Claim: zero-initializing the gate helps training because it lets a deep stack of blocks start as a do-nothing passthrough and switch itself on one safe step at a time.

A fresh block is noise. At step 0 its weights are random, so whatever it outputs is garbage. In a deep stack, garbage from each block compounds layer after layer, and the signal arriving at the top is wild — the usual cause of needing learning-rate warmup and delicate tuning.
Gate = 0 mutes the garbage. Multiplying each block’s output by zero means it contributes nothing at first. The residual path carries x straight through untouched, so the network starts as the identity — an output that’s automatically sane no matter how deep it is.
The gate opens gradually. The gate is a learned number starting at zero. It only moves once gradients flowing back through the block show that using the block lowers the loss, so each block fades its influence in over training instead of being forced on from the start.

Central point. Starting every block muted turns “train a deep network from scratch” into “start from something that already works and let each block dial itself up,” which is why adaLN-Zero trains stably with no warmup. (The widget below animates exactly these gates rising from zero.)

Interactive · watch the adaLN-Zero gates open

Below is a tiny simulator of an adaLN-Zero training trajectory. We don’t train a real network; we just animate gate magnitudes growing from zero as training progresses, and show what the predicted output looks like (identity at step 0, eventually some shaped output).

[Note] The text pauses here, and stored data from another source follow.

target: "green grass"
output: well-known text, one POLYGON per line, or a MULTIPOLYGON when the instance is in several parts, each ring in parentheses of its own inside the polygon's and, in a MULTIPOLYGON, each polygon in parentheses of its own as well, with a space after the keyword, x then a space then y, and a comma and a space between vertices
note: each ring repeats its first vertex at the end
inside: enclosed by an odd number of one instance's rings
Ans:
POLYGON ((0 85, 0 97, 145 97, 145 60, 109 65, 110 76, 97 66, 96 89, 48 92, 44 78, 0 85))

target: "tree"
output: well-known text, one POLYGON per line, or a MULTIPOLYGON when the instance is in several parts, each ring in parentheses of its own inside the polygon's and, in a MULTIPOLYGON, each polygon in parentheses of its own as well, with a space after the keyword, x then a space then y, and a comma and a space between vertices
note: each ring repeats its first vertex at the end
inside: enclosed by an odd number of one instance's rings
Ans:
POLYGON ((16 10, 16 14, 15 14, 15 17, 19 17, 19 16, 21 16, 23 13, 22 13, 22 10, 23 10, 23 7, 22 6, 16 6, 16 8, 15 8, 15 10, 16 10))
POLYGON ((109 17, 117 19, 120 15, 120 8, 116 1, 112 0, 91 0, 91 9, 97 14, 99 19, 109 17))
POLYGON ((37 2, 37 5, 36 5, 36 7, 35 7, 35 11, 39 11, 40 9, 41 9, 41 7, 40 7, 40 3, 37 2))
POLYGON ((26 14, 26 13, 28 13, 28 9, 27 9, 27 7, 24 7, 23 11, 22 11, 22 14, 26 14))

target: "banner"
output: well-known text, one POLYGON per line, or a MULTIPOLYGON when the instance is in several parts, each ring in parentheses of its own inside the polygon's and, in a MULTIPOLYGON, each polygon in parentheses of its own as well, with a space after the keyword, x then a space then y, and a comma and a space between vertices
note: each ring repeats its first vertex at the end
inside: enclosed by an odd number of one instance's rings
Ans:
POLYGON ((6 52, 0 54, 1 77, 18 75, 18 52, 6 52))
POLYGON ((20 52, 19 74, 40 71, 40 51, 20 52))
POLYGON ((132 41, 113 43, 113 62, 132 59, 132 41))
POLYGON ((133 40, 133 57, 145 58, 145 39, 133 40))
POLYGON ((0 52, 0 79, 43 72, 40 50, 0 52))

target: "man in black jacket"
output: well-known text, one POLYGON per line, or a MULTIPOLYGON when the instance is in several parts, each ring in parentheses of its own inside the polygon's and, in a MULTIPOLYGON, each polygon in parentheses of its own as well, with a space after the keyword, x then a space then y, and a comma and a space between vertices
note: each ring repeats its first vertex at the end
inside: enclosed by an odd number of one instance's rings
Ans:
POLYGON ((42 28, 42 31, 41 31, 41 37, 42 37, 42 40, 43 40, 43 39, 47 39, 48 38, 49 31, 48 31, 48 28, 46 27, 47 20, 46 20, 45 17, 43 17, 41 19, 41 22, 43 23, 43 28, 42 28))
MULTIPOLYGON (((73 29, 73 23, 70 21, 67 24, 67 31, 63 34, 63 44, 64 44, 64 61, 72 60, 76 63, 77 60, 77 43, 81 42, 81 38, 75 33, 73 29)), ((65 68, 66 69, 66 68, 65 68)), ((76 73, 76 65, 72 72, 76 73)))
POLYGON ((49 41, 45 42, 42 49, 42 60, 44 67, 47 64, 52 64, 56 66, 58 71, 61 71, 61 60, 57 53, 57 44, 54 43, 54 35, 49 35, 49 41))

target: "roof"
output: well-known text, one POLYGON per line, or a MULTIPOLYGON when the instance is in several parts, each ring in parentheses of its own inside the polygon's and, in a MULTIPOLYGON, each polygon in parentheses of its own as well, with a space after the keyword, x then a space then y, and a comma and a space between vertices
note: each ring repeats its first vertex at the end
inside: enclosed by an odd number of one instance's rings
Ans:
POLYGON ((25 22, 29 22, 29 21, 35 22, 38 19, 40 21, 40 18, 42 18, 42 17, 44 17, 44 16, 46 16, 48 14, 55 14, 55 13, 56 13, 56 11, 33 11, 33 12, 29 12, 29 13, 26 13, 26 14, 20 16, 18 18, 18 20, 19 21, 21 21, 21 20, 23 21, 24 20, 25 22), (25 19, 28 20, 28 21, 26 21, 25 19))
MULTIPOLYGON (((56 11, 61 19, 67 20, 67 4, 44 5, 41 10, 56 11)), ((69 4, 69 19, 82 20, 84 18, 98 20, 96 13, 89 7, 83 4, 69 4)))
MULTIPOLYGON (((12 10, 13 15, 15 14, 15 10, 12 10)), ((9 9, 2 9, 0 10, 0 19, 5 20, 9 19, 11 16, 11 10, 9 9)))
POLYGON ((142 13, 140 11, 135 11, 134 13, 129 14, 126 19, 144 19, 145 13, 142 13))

What changes between MLP and DiT

Axis	MLP (2D toy)	DiT (image)
Net class	MLPDenoiser / MLPVelocity	DiT
Input/output shape	(B, 2)	(B, 1, 16, 16)
Time conditioning	concat	adaLN-Zero
Parameter count (this repo)	~25k	~250k (d=64, depth=4)
DDPM / FM wrapper	unchanged	unchanged

Crucially, the wrapper (DDPM, FlowMatching) is shape-agnostic. The same DDPM.loss(x) and DDPM.sample(n, shape=…) work for both 2D and image data. q_sample uses while ab.dim() < x0.dim(): ab = ab.unsqueeze(-1) to broadcast the schedule scalar across whatever trailing dimensions the data has. That is the entire mechanism that lets the 2D and image cases share the same code.

Why DiT vs. UNet?

	UNet	DiT
Strong locality bias?	yes (convs)	no (attention is content-based, not spatial)
Long-range receptive field?	through downsample + conv stack	one attention layer
Conditioning style	FiLM, cross-attn, ad-hoc	adaLN-Zero (uniform across blocks)
Scales with (depth, width)?	middling — bottleneck dominates	clean LLM-like curves
Best when	data is small or strongly spatially local	data is large, structure is global, you want one architecture across modalities

Concrete recent evidence: every big generative-image model since 2023 (Stable Diffusion 3, Flux, Sora, Veo) uses a DiT or DiT-derived backbone. UNet still wins at small scale and for very local denoising (e.g. very low-resolution toys with limited compute).

Punchline

DiT is “ε_θ / v_θ as a vision transformer.” PatchEmbed turns image into tokens; bidirectional attention mixes them globally; adaLN-Zero conditions on time at every block with a clean identity init. The loss machinery is unchanged. That clean factorization — architecture-independent objective, objective-independent architecture — is the takeaway.